Today In Irish History – Charles I & Personal Rule, 10 March

~ 1629 ~
Charles I King of England, Scotland and Ireland, frustrated by his inability to get his way and to control the more radical members, ordered the dissolution of parliament. His proclamation can be read here. Many of Charles’ strongly held views come out in the first paragraph:

Howsoever princes are not bound to give account of their actions, but to God alone; yet for the satisfaction of the minds and affections of our loving subjects, we have thought good to set down thus much by way of declaration, that we may appear to the world in the truth and sincerity of our actions, and not in those colours in which we know some turbulent and ill-affected spirits (to mask and disguise their wicked intentions, dangerous to the State) would represent us to the public view.

Some ignore the impact of English and British history on Ireland and Irish History except when looking at them as a source of oppression. In many ways though, Charles I’s reign was a crucial one for Irish developments in the 17th Century.

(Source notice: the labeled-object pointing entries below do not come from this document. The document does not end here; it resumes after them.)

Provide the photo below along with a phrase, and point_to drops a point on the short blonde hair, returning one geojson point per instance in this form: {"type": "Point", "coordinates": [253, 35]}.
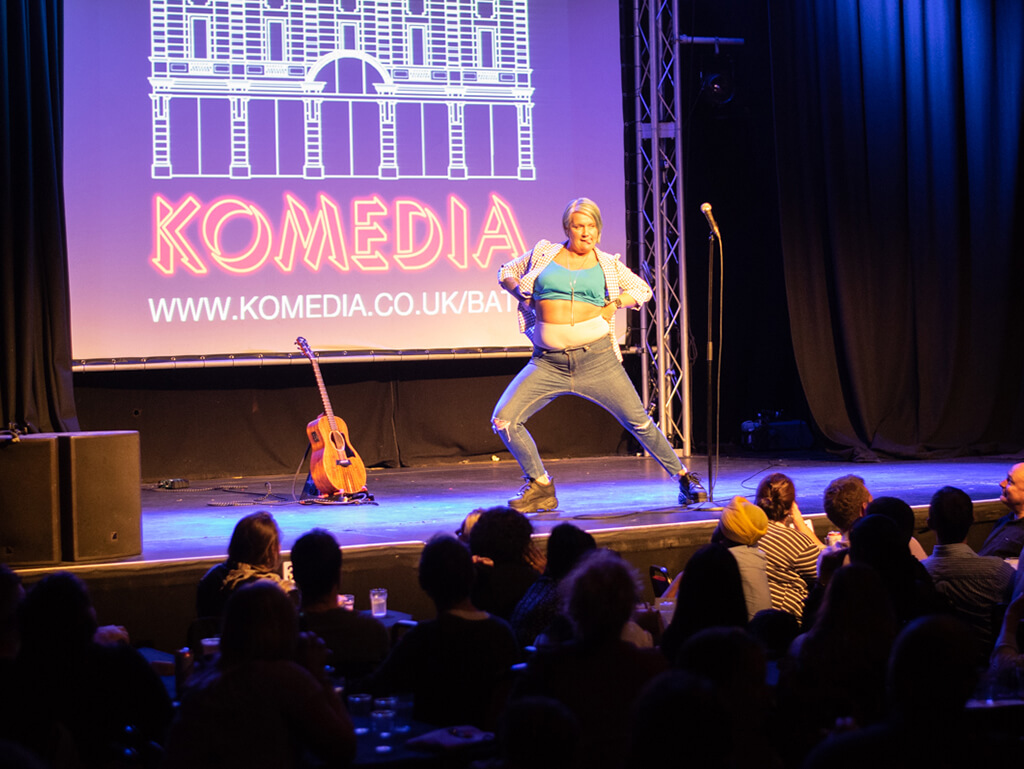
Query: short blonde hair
{"type": "Point", "coordinates": [584, 206]}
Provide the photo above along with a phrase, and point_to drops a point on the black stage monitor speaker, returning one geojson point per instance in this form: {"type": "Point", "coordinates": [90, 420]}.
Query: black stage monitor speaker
{"type": "Point", "coordinates": [100, 495]}
{"type": "Point", "coordinates": [30, 502]}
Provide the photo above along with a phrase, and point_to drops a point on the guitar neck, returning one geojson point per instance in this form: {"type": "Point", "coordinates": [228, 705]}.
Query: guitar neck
{"type": "Point", "coordinates": [323, 388]}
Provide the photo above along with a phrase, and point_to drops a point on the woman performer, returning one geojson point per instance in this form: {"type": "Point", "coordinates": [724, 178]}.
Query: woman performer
{"type": "Point", "coordinates": [568, 293]}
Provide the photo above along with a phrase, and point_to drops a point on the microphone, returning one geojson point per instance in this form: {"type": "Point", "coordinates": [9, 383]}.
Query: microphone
{"type": "Point", "coordinates": [706, 210]}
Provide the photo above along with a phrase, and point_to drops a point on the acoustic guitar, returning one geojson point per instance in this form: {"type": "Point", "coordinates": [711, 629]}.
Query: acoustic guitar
{"type": "Point", "coordinates": [335, 465]}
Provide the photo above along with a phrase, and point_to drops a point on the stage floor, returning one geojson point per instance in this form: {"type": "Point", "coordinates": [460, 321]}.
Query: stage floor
{"type": "Point", "coordinates": [597, 494]}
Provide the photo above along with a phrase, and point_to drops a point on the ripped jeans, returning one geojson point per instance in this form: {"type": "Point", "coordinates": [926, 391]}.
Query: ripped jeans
{"type": "Point", "coordinates": [591, 372]}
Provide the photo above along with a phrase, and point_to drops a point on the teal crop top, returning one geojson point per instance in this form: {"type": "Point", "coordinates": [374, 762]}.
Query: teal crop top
{"type": "Point", "coordinates": [555, 282]}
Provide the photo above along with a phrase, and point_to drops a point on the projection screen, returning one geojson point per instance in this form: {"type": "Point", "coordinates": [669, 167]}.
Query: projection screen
{"type": "Point", "coordinates": [239, 173]}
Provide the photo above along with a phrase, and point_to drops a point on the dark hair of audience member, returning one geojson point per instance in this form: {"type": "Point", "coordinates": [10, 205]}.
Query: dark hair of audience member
{"type": "Point", "coordinates": [565, 545]}
{"type": "Point", "coordinates": [931, 671]}
{"type": "Point", "coordinates": [775, 630]}
{"type": "Point", "coordinates": [315, 564]}
{"type": "Point", "coordinates": [260, 623]}
{"type": "Point", "coordinates": [845, 499]}
{"type": "Point", "coordinates": [895, 509]}
{"type": "Point", "coordinates": [842, 658]}
{"type": "Point", "coordinates": [711, 594]}
{"type": "Point", "coordinates": [950, 515]}
{"type": "Point", "coordinates": [599, 596]}
{"type": "Point", "coordinates": [256, 541]}
{"type": "Point", "coordinates": [775, 496]}
{"type": "Point", "coordinates": [538, 732]}
{"type": "Point", "coordinates": [679, 714]}
{"type": "Point", "coordinates": [57, 617]}
{"type": "Point", "coordinates": [446, 572]}
{"type": "Point", "coordinates": [501, 533]}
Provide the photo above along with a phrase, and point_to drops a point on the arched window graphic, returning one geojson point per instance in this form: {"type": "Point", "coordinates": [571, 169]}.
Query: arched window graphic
{"type": "Point", "coordinates": [351, 122]}
{"type": "Point", "coordinates": [357, 89]}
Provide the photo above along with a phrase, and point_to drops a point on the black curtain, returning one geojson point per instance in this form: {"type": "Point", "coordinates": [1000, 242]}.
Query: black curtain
{"type": "Point", "coordinates": [898, 138]}
{"type": "Point", "coordinates": [36, 392]}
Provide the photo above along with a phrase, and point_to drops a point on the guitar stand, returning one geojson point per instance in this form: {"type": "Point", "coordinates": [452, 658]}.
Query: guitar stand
{"type": "Point", "coordinates": [342, 498]}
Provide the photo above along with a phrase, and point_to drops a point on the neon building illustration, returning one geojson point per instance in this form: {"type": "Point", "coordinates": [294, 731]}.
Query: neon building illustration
{"type": "Point", "coordinates": [316, 89]}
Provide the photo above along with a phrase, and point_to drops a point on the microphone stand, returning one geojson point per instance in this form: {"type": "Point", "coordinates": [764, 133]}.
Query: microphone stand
{"type": "Point", "coordinates": [712, 400]}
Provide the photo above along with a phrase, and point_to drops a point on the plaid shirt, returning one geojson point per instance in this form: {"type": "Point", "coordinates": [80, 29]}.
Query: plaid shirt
{"type": "Point", "coordinates": [617, 279]}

The course Charles embarked on in 1629, a personal rule that lasted for 11 years until he was forced by economic necessity to call another parliament, led almost directly to civil war in 1641 as more and more of his subjects became alienated by his rule and deemed it to be more tyrannical than benevolent.

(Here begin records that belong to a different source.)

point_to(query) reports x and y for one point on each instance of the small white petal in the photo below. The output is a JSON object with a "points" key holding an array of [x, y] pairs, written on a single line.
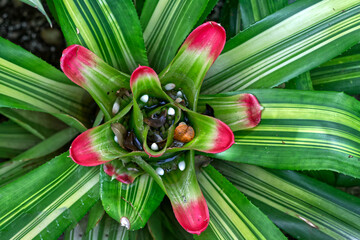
{"points": [[125, 222], [116, 107], [179, 94], [169, 86], [160, 171], [144, 98], [182, 165], [154, 147], [171, 111]]}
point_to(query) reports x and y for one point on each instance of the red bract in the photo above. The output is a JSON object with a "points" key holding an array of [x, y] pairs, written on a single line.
{"points": [[184, 74]]}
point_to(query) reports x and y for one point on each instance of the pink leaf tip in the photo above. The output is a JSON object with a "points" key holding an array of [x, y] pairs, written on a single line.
{"points": [[193, 216], [253, 109], [209, 35], [74, 59]]}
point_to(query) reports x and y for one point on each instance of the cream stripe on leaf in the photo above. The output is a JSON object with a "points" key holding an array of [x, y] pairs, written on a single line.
{"points": [[133, 202], [285, 44], [339, 74], [232, 216], [53, 196], [170, 22], [38, 86], [102, 26], [294, 201], [300, 130]]}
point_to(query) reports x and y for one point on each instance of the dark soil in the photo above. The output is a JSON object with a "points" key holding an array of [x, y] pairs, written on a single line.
{"points": [[27, 27]]}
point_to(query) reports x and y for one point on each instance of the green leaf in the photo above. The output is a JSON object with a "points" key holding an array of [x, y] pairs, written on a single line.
{"points": [[320, 211], [301, 82], [209, 8], [40, 124], [239, 112], [37, 4], [130, 204], [166, 23], [254, 11], [104, 28], [44, 202], [109, 229], [31, 84], [232, 216], [97, 77], [230, 18], [14, 139], [35, 156], [96, 213], [285, 44], [339, 74], [302, 130], [49, 145]]}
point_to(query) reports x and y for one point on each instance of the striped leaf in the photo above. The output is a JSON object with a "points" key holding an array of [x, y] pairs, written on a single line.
{"points": [[302, 130], [49, 145], [44, 202], [40, 124], [230, 18], [28, 82], [285, 44], [253, 11], [303, 207], [104, 28], [37, 4], [14, 139], [166, 23], [109, 229], [232, 216], [35, 156], [301, 82], [96, 213], [209, 8], [339, 74], [130, 204]]}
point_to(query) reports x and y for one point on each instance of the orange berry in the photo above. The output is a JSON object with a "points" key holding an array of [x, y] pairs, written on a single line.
{"points": [[184, 133]]}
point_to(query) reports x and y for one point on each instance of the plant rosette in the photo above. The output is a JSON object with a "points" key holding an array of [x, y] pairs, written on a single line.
{"points": [[152, 126]]}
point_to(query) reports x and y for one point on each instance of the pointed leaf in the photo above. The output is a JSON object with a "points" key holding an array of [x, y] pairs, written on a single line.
{"points": [[295, 201], [109, 229], [102, 27], [97, 145], [196, 55], [211, 134], [130, 204], [231, 214], [37, 4], [238, 112], [301, 82], [158, 19], [14, 139], [40, 124], [44, 202], [96, 214], [340, 74], [186, 198], [90, 72], [144, 82], [254, 11], [266, 55], [302, 130], [38, 86]]}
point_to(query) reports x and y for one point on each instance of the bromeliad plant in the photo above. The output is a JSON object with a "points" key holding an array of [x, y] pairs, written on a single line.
{"points": [[157, 122], [148, 135]]}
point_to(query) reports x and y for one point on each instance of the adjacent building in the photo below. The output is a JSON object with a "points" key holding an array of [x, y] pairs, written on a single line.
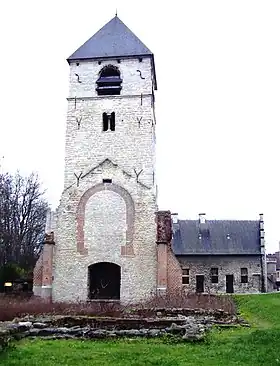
{"points": [[107, 240]]}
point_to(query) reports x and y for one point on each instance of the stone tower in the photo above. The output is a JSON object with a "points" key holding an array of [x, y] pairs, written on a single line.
{"points": [[105, 230]]}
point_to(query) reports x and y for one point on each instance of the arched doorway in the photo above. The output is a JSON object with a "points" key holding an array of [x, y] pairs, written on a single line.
{"points": [[104, 280]]}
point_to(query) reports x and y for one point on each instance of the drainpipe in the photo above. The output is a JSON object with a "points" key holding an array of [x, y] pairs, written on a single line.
{"points": [[263, 257]]}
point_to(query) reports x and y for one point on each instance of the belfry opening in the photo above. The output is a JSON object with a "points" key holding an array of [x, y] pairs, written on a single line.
{"points": [[104, 281]]}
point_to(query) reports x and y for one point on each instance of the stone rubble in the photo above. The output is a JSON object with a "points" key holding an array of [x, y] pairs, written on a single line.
{"points": [[187, 328]]}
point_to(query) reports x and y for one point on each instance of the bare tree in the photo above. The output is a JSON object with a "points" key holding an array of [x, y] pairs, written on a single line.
{"points": [[22, 219]]}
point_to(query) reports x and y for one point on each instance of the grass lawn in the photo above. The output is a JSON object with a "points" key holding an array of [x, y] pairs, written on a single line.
{"points": [[259, 345]]}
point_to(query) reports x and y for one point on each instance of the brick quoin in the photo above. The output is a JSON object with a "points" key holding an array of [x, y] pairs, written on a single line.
{"points": [[169, 270]]}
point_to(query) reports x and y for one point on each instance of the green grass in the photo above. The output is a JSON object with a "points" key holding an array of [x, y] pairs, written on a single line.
{"points": [[258, 345]]}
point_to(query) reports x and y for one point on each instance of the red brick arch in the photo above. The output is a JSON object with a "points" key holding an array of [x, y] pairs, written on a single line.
{"points": [[130, 216]]}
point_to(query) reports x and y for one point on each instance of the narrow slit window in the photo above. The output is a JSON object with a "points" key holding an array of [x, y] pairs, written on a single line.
{"points": [[112, 123], [214, 273], [185, 276], [244, 275], [109, 123]]}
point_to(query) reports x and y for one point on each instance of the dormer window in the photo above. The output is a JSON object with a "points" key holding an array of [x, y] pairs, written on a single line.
{"points": [[109, 81]]}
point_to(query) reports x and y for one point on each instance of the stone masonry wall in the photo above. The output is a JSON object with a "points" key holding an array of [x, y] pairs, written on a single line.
{"points": [[138, 269], [108, 222], [201, 265]]}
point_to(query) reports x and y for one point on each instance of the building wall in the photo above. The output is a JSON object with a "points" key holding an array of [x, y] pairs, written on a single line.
{"points": [[201, 265], [107, 234], [132, 144], [108, 222]]}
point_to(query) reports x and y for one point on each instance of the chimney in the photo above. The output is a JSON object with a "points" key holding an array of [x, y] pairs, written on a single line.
{"points": [[202, 218], [174, 218], [261, 223]]}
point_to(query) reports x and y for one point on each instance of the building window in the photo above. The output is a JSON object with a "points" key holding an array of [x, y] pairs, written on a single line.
{"points": [[185, 276], [109, 121], [214, 275], [244, 275], [109, 81]]}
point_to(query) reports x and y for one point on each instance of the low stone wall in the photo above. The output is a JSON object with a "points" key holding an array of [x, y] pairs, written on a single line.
{"points": [[167, 322]]}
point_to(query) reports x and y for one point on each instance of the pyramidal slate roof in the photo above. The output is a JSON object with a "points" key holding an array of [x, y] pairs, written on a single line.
{"points": [[115, 39], [216, 237]]}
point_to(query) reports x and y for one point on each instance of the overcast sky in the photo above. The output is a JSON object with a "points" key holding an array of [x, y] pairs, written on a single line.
{"points": [[217, 105]]}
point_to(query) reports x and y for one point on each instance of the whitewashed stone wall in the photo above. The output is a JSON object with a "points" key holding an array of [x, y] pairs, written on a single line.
{"points": [[99, 155], [130, 146]]}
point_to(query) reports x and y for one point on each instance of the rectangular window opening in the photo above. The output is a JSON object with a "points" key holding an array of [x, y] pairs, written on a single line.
{"points": [[244, 275], [109, 123], [214, 273], [185, 276]]}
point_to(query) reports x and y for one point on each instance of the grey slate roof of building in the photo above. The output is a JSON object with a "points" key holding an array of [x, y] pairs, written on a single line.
{"points": [[211, 238], [115, 39]]}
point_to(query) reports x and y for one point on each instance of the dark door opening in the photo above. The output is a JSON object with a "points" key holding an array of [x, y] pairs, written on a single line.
{"points": [[104, 281], [229, 284], [199, 283]]}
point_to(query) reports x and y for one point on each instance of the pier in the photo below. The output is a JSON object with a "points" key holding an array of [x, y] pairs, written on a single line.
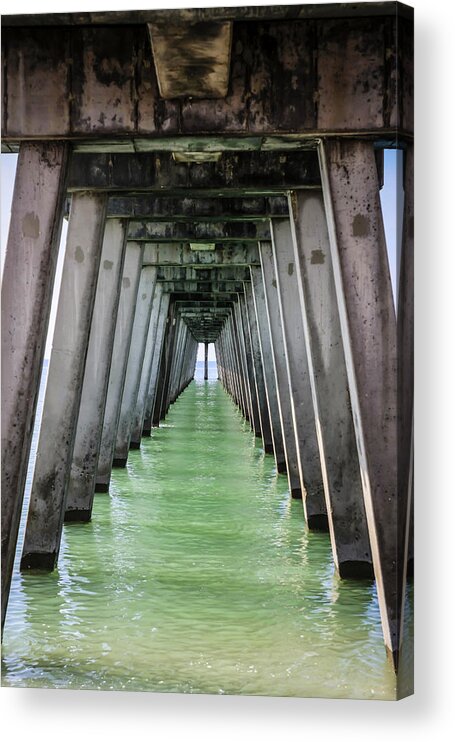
{"points": [[220, 170]]}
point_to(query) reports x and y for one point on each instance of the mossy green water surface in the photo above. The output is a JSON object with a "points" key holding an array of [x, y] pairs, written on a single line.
{"points": [[197, 574]]}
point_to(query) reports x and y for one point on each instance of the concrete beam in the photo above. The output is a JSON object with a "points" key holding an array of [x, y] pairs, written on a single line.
{"points": [[203, 273], [258, 173], [203, 287], [192, 59], [162, 208], [178, 255], [218, 232], [97, 84], [203, 15]]}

That civil war inevitably drew Ireland and the Irish of all persuasion into a conflict that proved devastating and when the victorious Parliament launched a pacifying invasion of Ireland in 1649, resulted in some of the most memorable events in Irish history and gives popular Irish history one of it’s great villains, Oliver Cromwell.

Regardless of your view of Cromwell, his invasion and reconquest of Ireland changed the face of the island and ignoring the events that set in chain his rise to power seems foolish.